Mrs. Giuliani, Mrs. Kucinich Vie on the Trail
This article is from the archive of The New York Sun before the launch of its new website in 2022. The Sun has neither altered nor updated such articles but will seek to correct any errors, mis-categorizations or other problems introduced during transfer.
LEBANON, N.H. — In the battle of prospective first ladies, Judith Giuliani is now playing the role of a surrogate for Mayor Giuliani on health care issues, but Rep. Dennis Kucinich’s spouse, Elizabeth, may be showing she possesses the potential to become a more popular public figure than her own husband.
Yesterday, Mrs. Giuliani delivered her first solo campaign speech and exceeded expectations. The setting was the Susan G. Komen for the Cure’s Leadership Summit on Breast Cancer at the Dartmouth Hitchcock Medical Center. (Komen officials are attempting to build a “union” of those whose lives have been afflicted by breast cancer to influence policy.) Unlike her early Barbara Walters interview on ABC, Mrs. Giuliani spoke comfortably and with authority on an issue with which she, as a former oncological nurse, was familiar. She scored on one important rule of politics: Preparation counts. The night prior to her speech, she toured the hospital’s Norris Cotton Cancer Center and referenced it during her remarks, a fact that connected with the audience of health care providers, advocates, and patients.
As for Mrs. Kucinich, the 30-year-old British-born wife of the Ohio lawmaker, she provided the same left-of-center solutions as her husband, albeit through a melodic London accent and a stylistically impeccable, noteless presentation. The former Mother Teresa volunteer has already entered the public consciousness, having been depicted on last Saturday’s episode of NBC’s “Saturday Night Live.”

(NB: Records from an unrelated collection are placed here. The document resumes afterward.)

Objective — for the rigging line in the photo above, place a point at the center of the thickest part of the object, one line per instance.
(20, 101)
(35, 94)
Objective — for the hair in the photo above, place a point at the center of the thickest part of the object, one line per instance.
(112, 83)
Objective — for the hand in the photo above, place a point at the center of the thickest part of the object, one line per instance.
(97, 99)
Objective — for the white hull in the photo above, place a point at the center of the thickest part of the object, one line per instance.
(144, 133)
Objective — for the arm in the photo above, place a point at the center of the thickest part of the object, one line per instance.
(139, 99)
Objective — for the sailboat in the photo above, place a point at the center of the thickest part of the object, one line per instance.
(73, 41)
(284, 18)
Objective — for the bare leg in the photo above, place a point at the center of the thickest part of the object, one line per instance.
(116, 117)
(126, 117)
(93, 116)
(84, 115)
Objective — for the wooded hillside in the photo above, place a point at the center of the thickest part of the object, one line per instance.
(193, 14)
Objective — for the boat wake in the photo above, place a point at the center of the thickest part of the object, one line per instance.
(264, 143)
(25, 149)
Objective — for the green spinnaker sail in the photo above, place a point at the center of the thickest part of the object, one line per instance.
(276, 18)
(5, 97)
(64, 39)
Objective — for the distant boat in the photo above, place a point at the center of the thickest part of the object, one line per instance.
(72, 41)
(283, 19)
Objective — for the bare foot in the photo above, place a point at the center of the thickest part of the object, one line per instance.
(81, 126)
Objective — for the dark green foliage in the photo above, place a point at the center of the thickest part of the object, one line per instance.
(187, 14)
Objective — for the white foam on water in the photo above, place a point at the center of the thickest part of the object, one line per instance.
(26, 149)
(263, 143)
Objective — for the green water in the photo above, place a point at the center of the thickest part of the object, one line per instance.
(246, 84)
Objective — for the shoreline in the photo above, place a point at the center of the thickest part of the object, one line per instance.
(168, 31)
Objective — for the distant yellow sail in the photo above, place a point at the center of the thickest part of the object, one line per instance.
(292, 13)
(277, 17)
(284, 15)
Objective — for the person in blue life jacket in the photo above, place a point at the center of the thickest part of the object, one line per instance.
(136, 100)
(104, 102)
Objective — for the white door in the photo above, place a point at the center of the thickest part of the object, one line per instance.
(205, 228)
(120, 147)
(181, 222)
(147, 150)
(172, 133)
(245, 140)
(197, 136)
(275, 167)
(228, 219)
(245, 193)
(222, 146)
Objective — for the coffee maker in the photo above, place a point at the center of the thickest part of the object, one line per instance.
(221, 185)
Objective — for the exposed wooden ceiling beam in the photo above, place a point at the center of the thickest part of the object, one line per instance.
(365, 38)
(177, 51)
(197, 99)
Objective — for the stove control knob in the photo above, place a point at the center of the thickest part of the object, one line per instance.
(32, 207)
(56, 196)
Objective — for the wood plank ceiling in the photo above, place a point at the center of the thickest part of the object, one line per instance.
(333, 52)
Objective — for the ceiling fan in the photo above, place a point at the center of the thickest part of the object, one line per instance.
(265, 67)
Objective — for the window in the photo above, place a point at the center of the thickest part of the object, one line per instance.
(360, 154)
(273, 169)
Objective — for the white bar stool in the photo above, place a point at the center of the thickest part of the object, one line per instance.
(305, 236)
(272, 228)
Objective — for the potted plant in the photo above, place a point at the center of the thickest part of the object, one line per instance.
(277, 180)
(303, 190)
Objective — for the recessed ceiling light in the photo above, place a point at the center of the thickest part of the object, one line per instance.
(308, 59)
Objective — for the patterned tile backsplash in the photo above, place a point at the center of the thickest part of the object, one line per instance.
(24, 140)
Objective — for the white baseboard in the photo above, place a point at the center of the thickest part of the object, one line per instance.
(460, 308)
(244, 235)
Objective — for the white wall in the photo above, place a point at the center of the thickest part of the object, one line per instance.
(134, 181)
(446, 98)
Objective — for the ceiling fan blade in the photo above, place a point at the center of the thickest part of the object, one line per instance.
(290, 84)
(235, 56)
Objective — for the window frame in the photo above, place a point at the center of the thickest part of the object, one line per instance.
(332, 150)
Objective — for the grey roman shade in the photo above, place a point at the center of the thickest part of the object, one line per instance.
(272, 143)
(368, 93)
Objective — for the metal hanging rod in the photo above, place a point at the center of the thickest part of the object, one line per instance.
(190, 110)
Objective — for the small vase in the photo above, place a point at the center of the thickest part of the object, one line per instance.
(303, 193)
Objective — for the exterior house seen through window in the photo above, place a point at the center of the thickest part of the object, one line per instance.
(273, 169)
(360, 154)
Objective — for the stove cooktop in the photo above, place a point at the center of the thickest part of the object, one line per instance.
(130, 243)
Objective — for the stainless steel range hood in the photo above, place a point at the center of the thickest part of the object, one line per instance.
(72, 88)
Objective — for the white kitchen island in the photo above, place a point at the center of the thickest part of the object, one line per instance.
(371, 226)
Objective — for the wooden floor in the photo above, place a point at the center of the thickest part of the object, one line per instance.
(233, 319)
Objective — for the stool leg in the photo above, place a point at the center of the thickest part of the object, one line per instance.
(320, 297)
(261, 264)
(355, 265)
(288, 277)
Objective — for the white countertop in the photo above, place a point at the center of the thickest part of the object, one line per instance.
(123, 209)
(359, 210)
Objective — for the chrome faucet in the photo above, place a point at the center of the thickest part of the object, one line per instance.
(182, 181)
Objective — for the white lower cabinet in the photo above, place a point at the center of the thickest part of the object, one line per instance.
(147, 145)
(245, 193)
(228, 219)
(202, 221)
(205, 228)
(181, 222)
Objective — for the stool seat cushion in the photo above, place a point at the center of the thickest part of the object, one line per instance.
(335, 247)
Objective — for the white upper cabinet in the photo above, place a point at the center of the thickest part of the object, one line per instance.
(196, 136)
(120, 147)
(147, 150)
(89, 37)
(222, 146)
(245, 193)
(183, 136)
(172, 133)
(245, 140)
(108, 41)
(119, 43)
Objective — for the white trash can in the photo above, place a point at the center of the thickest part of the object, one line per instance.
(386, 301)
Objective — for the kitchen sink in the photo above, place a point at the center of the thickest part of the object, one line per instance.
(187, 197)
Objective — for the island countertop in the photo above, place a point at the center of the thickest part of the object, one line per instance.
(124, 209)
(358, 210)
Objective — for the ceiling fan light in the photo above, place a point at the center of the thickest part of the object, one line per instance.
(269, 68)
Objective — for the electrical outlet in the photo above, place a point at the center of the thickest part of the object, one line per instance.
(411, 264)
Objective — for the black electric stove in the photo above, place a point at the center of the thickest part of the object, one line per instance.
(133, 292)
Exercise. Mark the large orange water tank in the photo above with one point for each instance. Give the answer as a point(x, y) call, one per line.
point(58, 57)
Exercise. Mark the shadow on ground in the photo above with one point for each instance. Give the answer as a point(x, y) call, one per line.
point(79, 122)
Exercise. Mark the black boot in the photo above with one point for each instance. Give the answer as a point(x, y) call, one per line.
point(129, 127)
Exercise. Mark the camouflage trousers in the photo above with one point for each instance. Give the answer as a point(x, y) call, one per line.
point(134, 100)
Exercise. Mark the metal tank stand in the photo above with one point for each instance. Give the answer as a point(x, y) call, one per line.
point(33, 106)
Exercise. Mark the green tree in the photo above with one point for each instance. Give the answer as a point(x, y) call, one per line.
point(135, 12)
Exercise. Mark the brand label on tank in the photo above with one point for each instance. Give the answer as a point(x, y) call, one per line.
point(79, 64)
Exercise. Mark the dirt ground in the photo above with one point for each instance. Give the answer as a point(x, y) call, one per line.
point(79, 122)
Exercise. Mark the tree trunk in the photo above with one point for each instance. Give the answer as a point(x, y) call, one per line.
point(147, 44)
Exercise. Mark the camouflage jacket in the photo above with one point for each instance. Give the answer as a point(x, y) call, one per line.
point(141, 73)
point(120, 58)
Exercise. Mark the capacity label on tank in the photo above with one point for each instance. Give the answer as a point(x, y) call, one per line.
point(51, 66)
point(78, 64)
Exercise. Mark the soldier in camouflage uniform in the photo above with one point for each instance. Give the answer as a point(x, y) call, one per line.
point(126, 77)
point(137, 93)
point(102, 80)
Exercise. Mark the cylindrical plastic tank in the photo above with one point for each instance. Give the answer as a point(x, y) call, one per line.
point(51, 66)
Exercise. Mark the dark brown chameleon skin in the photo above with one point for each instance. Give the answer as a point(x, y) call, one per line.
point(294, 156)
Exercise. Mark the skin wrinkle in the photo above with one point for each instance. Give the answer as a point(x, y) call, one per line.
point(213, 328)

“Politics is still new to me, as many of you know, but I can tell you that the challenges of health care and cancer are not,” Mrs. Giuliani said, retelling the story of Mr. Giuliani’s diagnosis with prostate cancer in 2000 in great detail and remembering his initial confusion at the information he was given. “When he was first told that his diagnosis after the biopsy … was positive, I watched his face. He said, ‘Oh, wow, positive is good,'” she said. “Even someone as intelligent as my husband is, it took him a few moments for him to filter through that process and realize in this unfortunate case, positive, of course, was not good.” On her way out of the event, Mrs. Giuliani was embraced by Susan DeBevoise Wright, the first speaker at the summit and a breast cancer survivor, who thanked her for coming to the campus. Mrs. Wright, the wife of Dartmouth’s president and the head of the school’s Montgomery Endowment — which brings high-profile speakers to campus — raved about Mrs. Giuliani’s speech in a brief interview with The New York Sun. “She was a very effective speaker because she spoke from the heart,” Mrs. Wright said. She called Mrs. Giuliani a “refreshing” orator who held her own with October’s crop of campus speakers, such as the former president of Ireland, Mary Robinson, the president of Howard Hughes Medical Institute, Thomas Cech, and the founder of an eponymous dance company, Merce Cunningham.
Mrs. Kucinich’s comments came at the end of the event. Her call for universal health care drew prolonged applause from a die-hard crowd that had shrunk since Mrs. Giuliani’s speech. “I don’t see why America is afflicted with a system where we have insurance companies in business who make money not to provide health care,” said Mrs. Kucinich, who said three members of her immediate family had survived breast cancer and that one was currently undergoing treatment for the disease.
Mr. Kucinich, meanwhile, whose campaign motto is “Strength Through Peace,” introduced articles of impeachment against Vice President Cheney. Mr. Kucinich contends Mr. Cheney “purposely manipulated the intelligence” leading to the Iraq war. A conference call on the matter had been cancelled the previous day due to technical difficulties.